I think the biggest issue is that the basic resolution system doesn't include alternate rules for making things more interesting without needing to alter the monsters themselves. If there was a page or page and a half to 'players and DMs making stuff up on the fly' without needing to read all over the core books, then we wouldn't have the Numbers Vs. Complexity issue in the first place. If every monster, and PC, was encouraged to come up with interesting actions on the fly, then altering the monsters stat block by stat block wouldn't be necessary in the first place.

Weeeeell, I do harbor some doubts that such a ruleset would really eliminate the need or desire to tinker with statblocks, gamers being who we are; nor would I wish for such a thing. Bring on more monsters - monster variants, tough monsters, complex monsters, tough and complex monsters, the lot. I'm a monsters guy (semi-professionally, even!), so I'm in the More Monsters Is More Better Gaming camp, all around.

Nonetheless, your point is well taken - one of the aftereffects of the design choice to keep combat fast-moving and simple is that there is, at least in practice if not by intent, an artificially limited menu of things to do in a fight. Expanding that (which there's definitely room to do with, say, a set of optional rules) would go some ways toward fixing the we-hit-them, they-hit-us rut of many combats.

Out of curiosity, what sort of things would you want to see on such a list?
 

3 things:

1. A complete explanation of how to adjudicate improvised actions on the fly, quickly and fairly.

2. An example or two of players and a DM improvising actions for characters rather than using listed actions.
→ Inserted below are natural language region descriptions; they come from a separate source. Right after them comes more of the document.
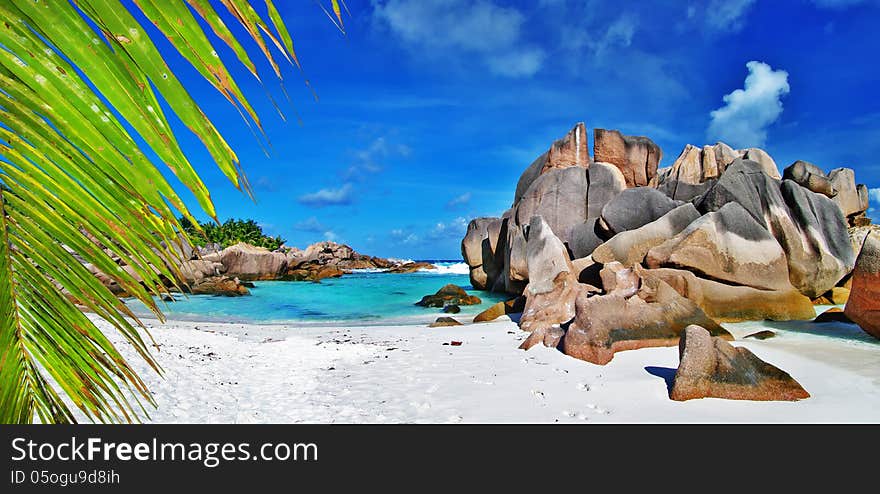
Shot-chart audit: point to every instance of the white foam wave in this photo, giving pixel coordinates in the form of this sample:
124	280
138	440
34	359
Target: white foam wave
449	268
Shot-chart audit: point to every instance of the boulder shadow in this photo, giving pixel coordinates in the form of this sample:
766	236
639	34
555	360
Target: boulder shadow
665	373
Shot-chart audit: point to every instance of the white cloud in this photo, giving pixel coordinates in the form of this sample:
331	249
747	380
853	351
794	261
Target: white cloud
453	229
748	112
310	225
461	29
842	4
371	159
619	34
459	201
404	237
874	204
728	15
328	197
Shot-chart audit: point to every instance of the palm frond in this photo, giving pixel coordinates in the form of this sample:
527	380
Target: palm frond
78	195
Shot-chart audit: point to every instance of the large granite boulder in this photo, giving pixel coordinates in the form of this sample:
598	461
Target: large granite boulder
553	285
713	368
847	197
516	269
694	171
634	208
768	165
724	302
569	151
473	250
863	306
636	156
585	238
247	262
809	176
512	306
312	271
654	316
727	245
630	247
605	183
560	197
219	285
196	270
808	226
820	253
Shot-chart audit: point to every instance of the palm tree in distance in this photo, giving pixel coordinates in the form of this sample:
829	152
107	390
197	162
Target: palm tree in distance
77	191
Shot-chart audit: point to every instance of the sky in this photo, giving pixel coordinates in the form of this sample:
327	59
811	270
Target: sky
428	111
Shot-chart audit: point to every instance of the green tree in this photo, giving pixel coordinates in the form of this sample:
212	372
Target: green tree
78	189
230	232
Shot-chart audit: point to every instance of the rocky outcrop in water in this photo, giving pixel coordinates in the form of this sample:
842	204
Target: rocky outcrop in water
211	270
449	295
863	306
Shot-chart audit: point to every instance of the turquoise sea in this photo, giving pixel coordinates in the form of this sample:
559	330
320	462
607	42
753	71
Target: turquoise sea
364	297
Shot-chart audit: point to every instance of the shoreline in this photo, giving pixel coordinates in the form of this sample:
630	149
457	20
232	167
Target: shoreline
281	373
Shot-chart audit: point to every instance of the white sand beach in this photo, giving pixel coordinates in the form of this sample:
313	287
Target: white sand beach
238	373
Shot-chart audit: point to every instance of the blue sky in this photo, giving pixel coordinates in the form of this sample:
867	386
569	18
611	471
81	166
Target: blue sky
429	110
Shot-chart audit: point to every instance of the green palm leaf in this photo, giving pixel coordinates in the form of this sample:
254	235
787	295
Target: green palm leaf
79	196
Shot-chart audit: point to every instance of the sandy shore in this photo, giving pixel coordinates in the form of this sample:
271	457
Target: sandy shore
236	373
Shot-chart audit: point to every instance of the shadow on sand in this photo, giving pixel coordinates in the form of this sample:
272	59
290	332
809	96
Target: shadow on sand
841	330
665	373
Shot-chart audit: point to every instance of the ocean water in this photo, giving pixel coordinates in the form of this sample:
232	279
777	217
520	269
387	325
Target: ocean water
365	297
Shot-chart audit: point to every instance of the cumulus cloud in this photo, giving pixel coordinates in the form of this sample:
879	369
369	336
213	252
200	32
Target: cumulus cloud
618	35
461	29
459	201
728	15
842	4
453	229
370	160
328	197
310	225
874	204
748	112
404	237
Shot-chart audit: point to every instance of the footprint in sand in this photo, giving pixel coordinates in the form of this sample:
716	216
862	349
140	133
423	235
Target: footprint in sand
420	406
539	395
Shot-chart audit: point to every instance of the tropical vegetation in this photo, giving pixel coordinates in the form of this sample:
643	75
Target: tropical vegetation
230	232
86	99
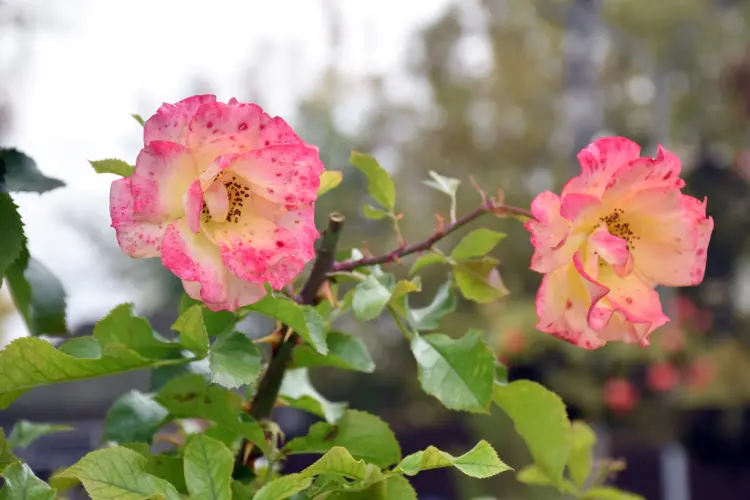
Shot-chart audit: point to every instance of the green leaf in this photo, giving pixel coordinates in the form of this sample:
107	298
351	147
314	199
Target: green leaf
192	330
373	213
134	417
216	323
284	487
118	473
330	179
370	298
11	233
305	320
400	292
479	280
379	182
121	326
344	351
501	373
366	437
18	172
112	166
38	295
581	460
33	362
6	455
392	488
22	484
297	391
82	347
190	396
338	461
208	468
168	467
531	474
479	462
447	185
428	318
460	373
24	432
610	493
540	418
477	243
234	360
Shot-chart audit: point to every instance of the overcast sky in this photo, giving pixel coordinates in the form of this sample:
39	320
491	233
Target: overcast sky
93	62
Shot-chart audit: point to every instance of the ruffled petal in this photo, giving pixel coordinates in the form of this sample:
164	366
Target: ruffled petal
630	311
193	258
219	129
673	248
645	173
172	121
610	248
599	161
258	250
550	234
562	304
288	175
301	223
241	293
192	202
139	239
163	173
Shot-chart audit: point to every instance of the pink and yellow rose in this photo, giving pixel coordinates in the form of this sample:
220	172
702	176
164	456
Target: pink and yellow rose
224	194
617	230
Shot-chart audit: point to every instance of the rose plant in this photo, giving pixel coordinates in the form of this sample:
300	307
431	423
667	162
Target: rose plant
225	195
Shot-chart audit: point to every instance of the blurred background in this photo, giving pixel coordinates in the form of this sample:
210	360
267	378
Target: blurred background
506	91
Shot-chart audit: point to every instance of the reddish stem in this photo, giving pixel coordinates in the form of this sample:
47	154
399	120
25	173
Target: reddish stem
394	255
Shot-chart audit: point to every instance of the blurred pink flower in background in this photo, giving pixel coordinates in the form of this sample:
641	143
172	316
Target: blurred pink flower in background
700	373
618	230
225	195
620	395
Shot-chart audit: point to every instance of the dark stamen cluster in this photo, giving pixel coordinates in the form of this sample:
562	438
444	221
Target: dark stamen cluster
617	227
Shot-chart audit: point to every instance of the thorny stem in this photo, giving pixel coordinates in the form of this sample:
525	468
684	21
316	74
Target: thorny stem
487	207
325	264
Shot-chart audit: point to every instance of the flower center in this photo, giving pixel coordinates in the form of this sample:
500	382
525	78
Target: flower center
617	226
237	194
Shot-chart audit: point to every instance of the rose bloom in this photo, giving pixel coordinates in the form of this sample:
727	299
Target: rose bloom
620	395
662	377
617	230
225	195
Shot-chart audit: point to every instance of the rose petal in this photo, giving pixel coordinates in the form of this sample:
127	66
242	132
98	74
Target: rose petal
219	129
194	258
139	239
562	305
610	248
255	249
171	121
550	234
163	173
645	173
288	175
670	257
599	161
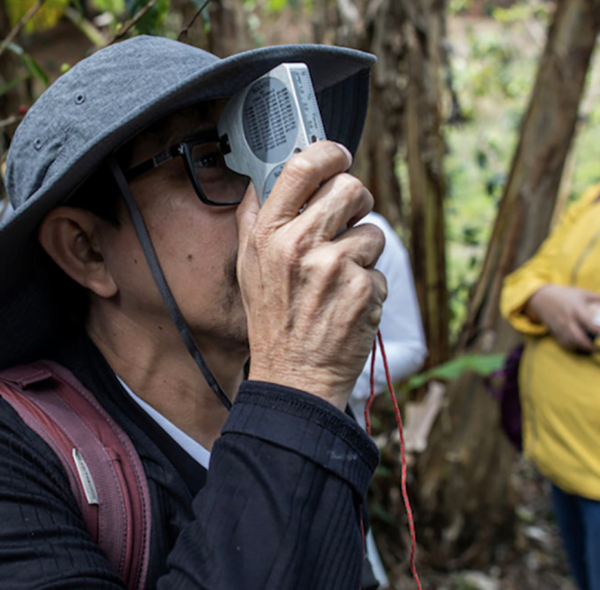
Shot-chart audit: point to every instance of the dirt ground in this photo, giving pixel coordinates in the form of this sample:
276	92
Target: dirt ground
536	560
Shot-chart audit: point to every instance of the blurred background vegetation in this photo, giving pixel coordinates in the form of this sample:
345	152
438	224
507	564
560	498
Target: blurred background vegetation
453	94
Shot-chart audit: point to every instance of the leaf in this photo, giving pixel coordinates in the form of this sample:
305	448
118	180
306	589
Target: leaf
482	364
151	21
276	5
35	70
45	18
115	7
10	85
32	66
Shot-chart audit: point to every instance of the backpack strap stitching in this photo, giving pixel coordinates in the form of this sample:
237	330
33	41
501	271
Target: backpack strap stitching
132	457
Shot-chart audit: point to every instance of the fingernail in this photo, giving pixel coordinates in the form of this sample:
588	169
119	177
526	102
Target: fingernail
347	152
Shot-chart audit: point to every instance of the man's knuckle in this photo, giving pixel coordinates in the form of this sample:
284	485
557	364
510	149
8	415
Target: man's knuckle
301	168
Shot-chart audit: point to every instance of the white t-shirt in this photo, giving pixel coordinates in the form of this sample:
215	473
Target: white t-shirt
192	447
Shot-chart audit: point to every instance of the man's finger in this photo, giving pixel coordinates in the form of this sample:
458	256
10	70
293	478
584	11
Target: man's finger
301	178
363	244
340	202
246	214
580	340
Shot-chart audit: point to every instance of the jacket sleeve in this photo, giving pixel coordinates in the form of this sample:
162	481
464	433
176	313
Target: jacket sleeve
541	270
281	508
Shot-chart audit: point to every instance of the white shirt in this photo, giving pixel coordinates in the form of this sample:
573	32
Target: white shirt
192	447
401	327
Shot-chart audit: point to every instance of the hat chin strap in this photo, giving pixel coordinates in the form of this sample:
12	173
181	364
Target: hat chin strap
161	283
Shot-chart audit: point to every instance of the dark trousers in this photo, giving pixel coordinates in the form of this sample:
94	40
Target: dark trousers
579	522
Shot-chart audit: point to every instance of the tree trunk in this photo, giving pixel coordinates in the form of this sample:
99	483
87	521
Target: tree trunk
228	29
404	121
463	494
425	148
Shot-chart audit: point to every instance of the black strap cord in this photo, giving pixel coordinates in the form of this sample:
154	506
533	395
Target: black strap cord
161	282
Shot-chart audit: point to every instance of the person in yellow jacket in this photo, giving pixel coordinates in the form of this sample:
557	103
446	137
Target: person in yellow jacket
554	301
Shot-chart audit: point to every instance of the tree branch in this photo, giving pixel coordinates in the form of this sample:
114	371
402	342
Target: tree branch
19	26
129	24
85	26
183	33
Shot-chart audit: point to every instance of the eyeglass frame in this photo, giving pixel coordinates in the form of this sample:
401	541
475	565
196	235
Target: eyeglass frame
183	149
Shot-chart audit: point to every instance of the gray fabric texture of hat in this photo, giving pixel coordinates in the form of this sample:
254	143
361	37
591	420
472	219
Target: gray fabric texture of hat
103	102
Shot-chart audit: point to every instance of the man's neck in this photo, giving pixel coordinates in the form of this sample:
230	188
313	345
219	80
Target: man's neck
161	371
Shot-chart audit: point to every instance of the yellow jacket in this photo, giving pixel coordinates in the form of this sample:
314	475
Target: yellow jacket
560	390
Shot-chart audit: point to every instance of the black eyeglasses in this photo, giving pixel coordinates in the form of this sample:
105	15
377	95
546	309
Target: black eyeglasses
214	183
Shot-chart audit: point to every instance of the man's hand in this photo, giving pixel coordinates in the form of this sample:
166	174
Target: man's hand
568	313
313	300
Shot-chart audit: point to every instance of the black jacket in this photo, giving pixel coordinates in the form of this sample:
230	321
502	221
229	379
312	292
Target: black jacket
278	510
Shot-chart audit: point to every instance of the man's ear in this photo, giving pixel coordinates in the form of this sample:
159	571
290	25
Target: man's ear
70	237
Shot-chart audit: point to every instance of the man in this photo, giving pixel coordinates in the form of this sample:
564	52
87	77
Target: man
98	287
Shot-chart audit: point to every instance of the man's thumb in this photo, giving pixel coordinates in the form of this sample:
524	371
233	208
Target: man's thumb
246	214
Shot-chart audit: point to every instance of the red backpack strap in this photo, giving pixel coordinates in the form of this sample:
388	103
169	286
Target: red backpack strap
103	467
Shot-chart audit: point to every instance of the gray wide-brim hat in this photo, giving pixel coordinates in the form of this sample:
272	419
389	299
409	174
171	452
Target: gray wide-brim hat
100	104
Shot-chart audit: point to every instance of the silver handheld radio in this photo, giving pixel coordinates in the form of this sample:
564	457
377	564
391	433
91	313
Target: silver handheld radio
269	121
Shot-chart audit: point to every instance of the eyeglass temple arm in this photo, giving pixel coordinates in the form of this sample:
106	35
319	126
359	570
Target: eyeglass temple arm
161	282
154	162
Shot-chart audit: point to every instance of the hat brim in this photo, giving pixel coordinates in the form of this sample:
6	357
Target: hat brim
29	314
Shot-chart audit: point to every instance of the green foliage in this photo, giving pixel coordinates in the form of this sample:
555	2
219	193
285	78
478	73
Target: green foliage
482	364
150	23
30	64
46	17
115	7
10	85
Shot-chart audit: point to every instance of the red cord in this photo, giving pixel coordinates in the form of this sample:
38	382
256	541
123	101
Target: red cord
372	393
411	524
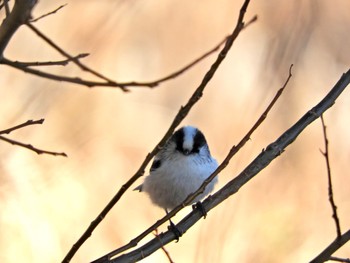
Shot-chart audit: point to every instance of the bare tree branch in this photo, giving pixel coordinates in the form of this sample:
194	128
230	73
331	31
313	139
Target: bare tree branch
184	110
344	260
7	8
192	196
45	15
19	15
31	147
27	123
330	187
24	145
22	64
334	246
272	151
163	248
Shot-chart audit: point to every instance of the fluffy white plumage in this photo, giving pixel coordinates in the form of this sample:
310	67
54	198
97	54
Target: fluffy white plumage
180	168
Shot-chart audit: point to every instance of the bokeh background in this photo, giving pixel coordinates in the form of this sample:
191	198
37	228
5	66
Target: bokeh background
282	215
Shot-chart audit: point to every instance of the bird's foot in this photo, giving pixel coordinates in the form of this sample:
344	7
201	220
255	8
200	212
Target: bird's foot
201	208
175	230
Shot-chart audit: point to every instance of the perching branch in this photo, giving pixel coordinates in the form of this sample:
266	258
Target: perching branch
24	145
184	110
330	187
272	151
21	14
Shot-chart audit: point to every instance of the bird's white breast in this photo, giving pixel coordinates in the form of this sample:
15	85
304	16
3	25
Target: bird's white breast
176	178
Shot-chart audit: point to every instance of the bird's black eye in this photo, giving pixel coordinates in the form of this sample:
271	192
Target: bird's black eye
155	165
198	141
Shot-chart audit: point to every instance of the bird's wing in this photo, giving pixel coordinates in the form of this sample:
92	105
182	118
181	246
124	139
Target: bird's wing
155	165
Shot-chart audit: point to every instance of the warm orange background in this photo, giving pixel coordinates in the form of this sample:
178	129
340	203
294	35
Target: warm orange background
283	215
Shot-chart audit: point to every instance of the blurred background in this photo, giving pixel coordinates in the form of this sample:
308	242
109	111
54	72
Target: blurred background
282	215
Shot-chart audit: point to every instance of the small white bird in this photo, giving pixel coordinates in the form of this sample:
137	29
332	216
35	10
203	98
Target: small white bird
179	169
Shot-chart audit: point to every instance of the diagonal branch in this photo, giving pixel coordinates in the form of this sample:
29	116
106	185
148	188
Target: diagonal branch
24	124
333	247
19	15
330	187
48	14
272	151
31	147
24	145
48	63
183	112
343	260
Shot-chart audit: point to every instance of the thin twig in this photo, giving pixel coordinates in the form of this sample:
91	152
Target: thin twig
24	124
271	152
49	63
184	110
45	15
329	175
333	247
221	167
24	145
344	260
163	248
65	54
31	147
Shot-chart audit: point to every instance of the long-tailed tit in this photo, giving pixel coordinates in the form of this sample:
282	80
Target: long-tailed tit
179	169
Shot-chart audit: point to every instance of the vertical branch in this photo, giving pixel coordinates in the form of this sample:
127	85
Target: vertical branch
19	15
330	187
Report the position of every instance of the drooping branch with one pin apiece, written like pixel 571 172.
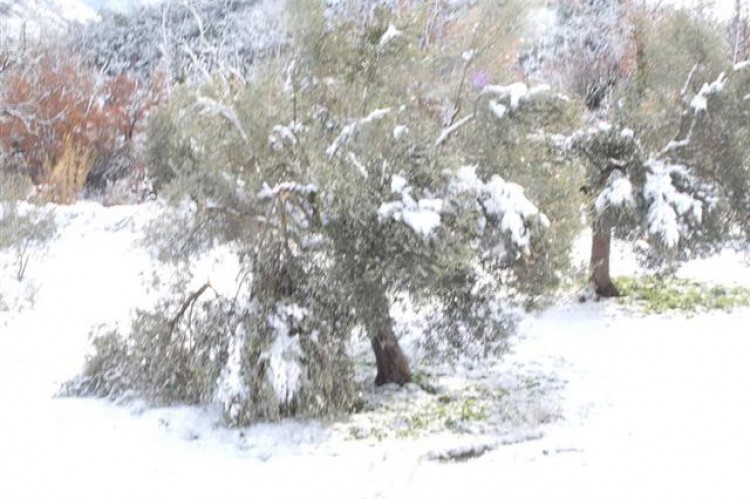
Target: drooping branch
pixel 186 305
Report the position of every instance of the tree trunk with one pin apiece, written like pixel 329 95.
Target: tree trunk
pixel 392 364
pixel 600 252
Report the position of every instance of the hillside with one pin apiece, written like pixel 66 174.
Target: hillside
pixel 34 17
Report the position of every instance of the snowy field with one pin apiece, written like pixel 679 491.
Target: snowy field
pixel 628 405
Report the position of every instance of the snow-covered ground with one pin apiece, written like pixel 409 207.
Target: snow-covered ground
pixel 633 406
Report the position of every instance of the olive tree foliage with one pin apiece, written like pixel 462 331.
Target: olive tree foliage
pixel 24 227
pixel 362 164
pixel 652 81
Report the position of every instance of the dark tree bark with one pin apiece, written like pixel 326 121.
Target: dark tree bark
pixel 392 364
pixel 599 265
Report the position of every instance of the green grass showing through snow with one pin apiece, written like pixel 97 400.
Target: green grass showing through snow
pixel 659 295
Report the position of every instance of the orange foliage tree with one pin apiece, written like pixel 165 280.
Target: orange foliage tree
pixel 52 105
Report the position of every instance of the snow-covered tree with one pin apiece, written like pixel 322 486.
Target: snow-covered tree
pixel 361 165
pixel 652 161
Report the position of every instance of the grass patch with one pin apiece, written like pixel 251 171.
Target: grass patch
pixel 659 295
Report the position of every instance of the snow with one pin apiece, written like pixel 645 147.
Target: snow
pixel 231 390
pixel 647 406
pixel 40 18
pixel 399 131
pixel 515 92
pixel 700 101
pixel 497 109
pixel 268 192
pixel 617 193
pixel 668 208
pixel 349 131
pixel 503 200
pixel 422 216
pixel 285 355
pixel 390 34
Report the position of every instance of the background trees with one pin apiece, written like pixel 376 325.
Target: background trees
pixel 363 164
pixel 651 81
pixel 65 126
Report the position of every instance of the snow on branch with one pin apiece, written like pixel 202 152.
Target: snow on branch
pixel 449 130
pixel 422 216
pixel 700 101
pixel 351 130
pixel 617 193
pixel 285 355
pixel 515 92
pixel 503 201
pixel 389 35
pixel 215 108
pixel 268 192
pixel 669 209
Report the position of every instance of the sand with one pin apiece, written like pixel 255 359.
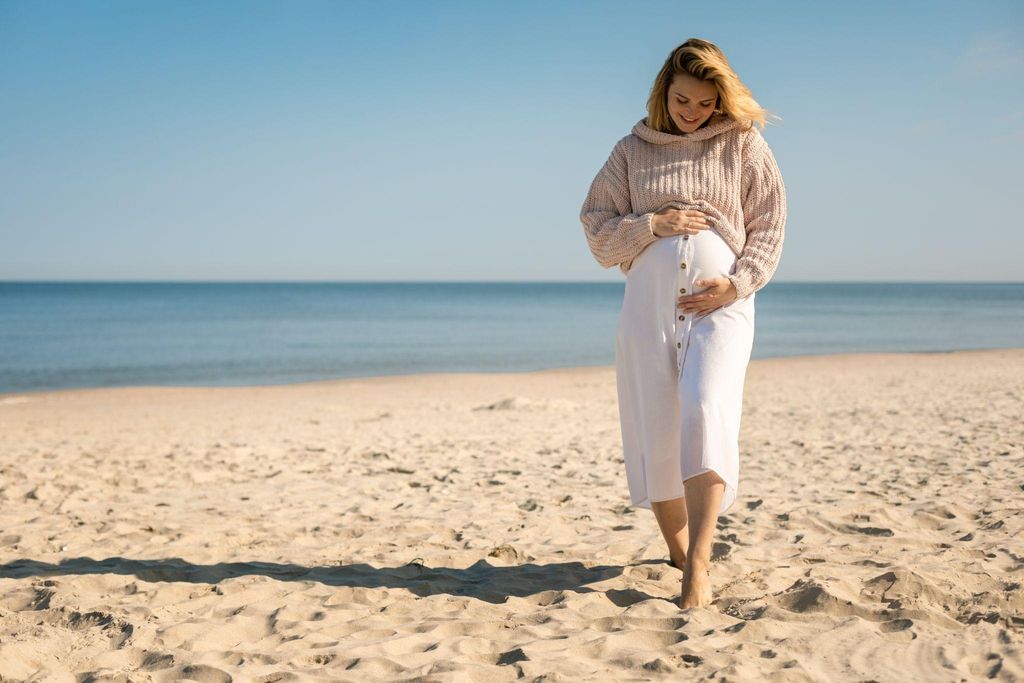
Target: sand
pixel 477 527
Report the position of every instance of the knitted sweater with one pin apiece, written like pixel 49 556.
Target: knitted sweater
pixel 719 168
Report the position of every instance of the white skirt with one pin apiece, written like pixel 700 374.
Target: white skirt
pixel 680 378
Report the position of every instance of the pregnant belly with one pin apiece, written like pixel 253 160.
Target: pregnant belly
pixel 706 254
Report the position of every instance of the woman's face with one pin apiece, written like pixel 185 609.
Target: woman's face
pixel 691 101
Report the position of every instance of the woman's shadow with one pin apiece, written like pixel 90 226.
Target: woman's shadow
pixel 481 580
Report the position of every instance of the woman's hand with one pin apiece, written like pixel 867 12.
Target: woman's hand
pixel 720 292
pixel 669 221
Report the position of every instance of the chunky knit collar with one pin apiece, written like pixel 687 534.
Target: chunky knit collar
pixel 719 123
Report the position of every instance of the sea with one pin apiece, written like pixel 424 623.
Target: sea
pixel 75 335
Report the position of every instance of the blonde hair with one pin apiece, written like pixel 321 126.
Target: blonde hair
pixel 705 60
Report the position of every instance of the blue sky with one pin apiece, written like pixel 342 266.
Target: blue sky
pixel 457 140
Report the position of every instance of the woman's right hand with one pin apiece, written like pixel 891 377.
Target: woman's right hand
pixel 671 221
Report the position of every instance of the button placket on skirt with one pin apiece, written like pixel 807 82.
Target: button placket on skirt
pixel 683 288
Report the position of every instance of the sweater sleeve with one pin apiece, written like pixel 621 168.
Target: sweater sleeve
pixel 614 233
pixel 764 214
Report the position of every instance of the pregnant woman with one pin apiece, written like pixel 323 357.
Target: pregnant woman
pixel 691 207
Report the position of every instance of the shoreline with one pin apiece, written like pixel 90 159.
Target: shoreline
pixel 5 396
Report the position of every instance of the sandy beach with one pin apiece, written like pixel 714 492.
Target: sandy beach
pixel 477 527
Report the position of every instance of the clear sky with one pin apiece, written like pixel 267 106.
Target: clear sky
pixel 456 140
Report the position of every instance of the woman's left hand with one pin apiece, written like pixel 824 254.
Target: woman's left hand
pixel 720 292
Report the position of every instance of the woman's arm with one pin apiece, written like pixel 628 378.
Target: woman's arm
pixel 764 214
pixel 613 232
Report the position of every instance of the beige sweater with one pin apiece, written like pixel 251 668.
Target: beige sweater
pixel 719 168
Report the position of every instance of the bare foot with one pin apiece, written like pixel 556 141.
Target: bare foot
pixel 696 586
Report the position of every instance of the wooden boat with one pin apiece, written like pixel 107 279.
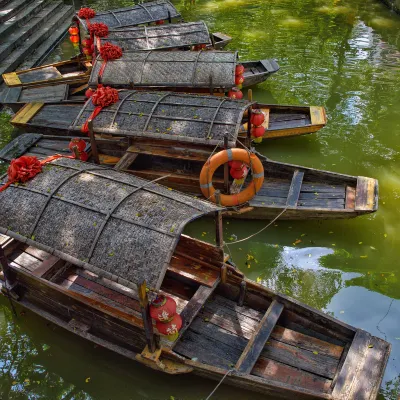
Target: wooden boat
pixel 74 71
pixel 201 71
pixel 281 121
pixel 174 134
pixel 89 259
pixel 163 37
pixel 144 13
pixel 17 97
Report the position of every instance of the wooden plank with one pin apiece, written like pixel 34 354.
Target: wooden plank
pixel 260 336
pixel 318 115
pixel 350 197
pixel 365 193
pixel 354 360
pixel 370 377
pixel 47 265
pixel 194 271
pixel 26 113
pixel 273 370
pixel 126 161
pixel 295 187
pixel 195 304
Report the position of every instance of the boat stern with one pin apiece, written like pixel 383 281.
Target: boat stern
pixel 367 193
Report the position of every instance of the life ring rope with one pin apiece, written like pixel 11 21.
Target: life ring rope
pixel 223 157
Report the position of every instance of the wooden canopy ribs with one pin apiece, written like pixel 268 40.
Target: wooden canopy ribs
pixel 132 16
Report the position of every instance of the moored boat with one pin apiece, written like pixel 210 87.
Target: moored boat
pixel 172 36
pixel 280 120
pixel 88 248
pixel 200 71
pixel 144 13
pixel 74 71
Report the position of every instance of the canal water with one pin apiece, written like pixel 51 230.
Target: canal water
pixel 344 55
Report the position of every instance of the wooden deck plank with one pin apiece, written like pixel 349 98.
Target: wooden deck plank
pixel 276 371
pixel 259 338
pixel 365 193
pixel 348 373
pixel 295 187
pixel 195 304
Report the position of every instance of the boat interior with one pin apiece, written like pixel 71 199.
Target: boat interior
pixel 300 351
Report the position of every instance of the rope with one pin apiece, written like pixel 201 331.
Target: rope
pixel 261 230
pixel 220 382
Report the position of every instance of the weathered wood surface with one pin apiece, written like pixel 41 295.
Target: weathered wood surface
pixel 158 37
pixel 362 371
pixel 159 69
pixel 259 338
pixel 145 13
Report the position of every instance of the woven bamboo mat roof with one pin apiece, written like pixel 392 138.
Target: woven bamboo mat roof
pixel 169 116
pixel 197 69
pixel 114 224
pixel 159 37
pixel 139 14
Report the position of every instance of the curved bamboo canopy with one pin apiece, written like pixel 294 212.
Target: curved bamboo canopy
pixel 115 224
pixel 168 116
pixel 159 37
pixel 191 69
pixel 131 16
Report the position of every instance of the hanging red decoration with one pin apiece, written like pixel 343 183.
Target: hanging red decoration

3. A caution that improvisation, while useful and entertaining, doesn't necessarily mean that every player or DM idea for an improvised action must be treated as inherently better than the listed actions in the core books.
 

I think that matter is covered just fine via the basic conversation of the game (Basic Rules page 3) and the chapter on ability checks. Nowhere does it say players are limited to just the standard options listed in the Combat section or that monsters are limited to their stat blocks. You just say what you want to do and the DM handles the rest. Or the DM just says what the monsters do.
 

I think that matter is covered just fine via the basic conversation of the game (Basic Rules page 3) and the chapter on ability checks. Nowhere does it say players are limited to just the standard options listed in the Combat section or that monsters are limited to their stat blocks. You just say what you want to do and the DM handles the rest. Or the DM just says what the monsters do.

Nope.

No examples, no explanations and no warnings. That section is missing the three things I want.